Un’altra riflessione di Andrea Loi, con un originale accostamento tra scacchi e vino!

Questa riflessione nasce da uno scambio di idee avvenuto con Gianfranco Gennaro, fondatore di Awair (società di consulenza di livello internazionale che si occupa di “Talent Management”), il quale con poche parole ha scatenato una catena di pensieri che condivido con il lettore.

Cos’é che si é sempre sviluppata nel tempo evolvendo in più forme che mantengano inalterata una componente essenziale? Lo stupore ed ammirazione di fronte alla bellezza.

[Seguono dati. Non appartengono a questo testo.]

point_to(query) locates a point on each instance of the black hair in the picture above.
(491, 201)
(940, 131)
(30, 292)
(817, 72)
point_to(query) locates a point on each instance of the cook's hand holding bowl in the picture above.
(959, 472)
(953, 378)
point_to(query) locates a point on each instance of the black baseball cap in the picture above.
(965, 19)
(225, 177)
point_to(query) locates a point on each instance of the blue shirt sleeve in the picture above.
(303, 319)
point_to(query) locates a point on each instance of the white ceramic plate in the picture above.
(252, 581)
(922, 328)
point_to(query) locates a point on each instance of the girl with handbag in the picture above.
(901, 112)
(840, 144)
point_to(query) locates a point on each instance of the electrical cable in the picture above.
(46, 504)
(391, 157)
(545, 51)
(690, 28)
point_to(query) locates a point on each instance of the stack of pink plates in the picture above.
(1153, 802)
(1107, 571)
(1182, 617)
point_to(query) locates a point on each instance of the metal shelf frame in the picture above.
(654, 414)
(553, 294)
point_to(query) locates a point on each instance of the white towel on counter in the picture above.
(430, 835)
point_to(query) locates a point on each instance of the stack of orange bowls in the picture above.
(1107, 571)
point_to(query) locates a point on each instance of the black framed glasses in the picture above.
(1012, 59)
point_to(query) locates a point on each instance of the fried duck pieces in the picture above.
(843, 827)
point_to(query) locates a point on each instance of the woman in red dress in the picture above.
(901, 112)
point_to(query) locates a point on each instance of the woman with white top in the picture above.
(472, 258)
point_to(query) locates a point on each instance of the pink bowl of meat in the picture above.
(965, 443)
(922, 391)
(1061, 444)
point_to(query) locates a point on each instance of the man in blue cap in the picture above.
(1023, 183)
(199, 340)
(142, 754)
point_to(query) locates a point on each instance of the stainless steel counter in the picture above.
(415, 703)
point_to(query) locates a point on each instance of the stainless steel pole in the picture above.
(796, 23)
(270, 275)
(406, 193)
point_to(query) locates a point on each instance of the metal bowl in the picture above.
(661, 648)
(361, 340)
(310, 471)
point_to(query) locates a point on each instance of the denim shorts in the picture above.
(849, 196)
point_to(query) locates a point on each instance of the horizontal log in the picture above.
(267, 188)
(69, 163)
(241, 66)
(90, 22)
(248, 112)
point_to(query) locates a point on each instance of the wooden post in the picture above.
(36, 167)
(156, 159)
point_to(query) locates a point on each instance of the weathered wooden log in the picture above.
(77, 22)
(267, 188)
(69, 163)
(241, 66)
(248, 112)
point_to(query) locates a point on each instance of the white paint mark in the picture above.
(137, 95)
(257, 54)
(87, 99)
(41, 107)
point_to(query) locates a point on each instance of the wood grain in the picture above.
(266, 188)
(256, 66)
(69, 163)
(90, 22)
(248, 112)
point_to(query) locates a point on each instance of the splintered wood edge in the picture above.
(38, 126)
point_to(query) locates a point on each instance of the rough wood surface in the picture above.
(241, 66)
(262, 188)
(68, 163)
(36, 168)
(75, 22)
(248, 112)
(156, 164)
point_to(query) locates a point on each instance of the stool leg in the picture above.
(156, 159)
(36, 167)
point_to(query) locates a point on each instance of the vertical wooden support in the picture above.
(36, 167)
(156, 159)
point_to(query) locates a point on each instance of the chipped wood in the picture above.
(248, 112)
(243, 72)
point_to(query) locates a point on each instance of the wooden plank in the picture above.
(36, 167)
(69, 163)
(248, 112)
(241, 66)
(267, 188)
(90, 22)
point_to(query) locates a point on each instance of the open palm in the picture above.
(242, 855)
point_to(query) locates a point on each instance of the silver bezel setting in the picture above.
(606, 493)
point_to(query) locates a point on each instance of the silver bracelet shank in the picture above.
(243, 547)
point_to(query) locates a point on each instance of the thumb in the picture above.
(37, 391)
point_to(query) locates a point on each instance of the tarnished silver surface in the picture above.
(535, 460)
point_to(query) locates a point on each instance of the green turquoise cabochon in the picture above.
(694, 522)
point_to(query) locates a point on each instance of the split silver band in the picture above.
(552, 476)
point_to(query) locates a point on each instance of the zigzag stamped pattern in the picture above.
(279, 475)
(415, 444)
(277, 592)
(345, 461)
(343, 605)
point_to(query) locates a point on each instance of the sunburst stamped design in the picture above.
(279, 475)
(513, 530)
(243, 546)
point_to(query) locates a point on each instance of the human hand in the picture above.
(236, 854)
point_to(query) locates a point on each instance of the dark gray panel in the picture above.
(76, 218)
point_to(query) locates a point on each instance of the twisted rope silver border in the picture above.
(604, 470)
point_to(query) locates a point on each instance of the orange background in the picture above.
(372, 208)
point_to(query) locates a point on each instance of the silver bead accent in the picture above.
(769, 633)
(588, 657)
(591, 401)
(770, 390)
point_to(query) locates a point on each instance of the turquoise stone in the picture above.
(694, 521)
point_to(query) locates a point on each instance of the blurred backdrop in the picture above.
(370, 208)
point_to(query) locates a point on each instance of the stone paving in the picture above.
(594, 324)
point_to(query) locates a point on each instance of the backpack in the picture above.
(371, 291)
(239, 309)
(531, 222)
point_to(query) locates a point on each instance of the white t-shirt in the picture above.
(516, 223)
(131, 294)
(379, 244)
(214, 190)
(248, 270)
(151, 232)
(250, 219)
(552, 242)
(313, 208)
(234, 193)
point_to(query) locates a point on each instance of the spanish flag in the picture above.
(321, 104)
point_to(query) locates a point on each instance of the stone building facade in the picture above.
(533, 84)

L’arte o il bello in generale parlano una lingua propria con un alfabeto univoco che deve essere studiato. L’evoluzione all’interno del bello ci permetterà l’accesso a più stadi di comprensione che riveleranno con ancora più efficacia e stupore la loro grandezza. Quando scopriamo qualcosa di nuovo, la prima sensazione che esprimiamo è la meraviglia, lo stupore, restiamo quindi come i bambini piccoli, impariamo a riconoscere il bello sapendo che ci vuole tempo e pazienza per vivere.

Per confermare quanto espresso finora mi voglio soffermare sull’intreccio fra arte e passione nel mondo degli scacchi e del vino.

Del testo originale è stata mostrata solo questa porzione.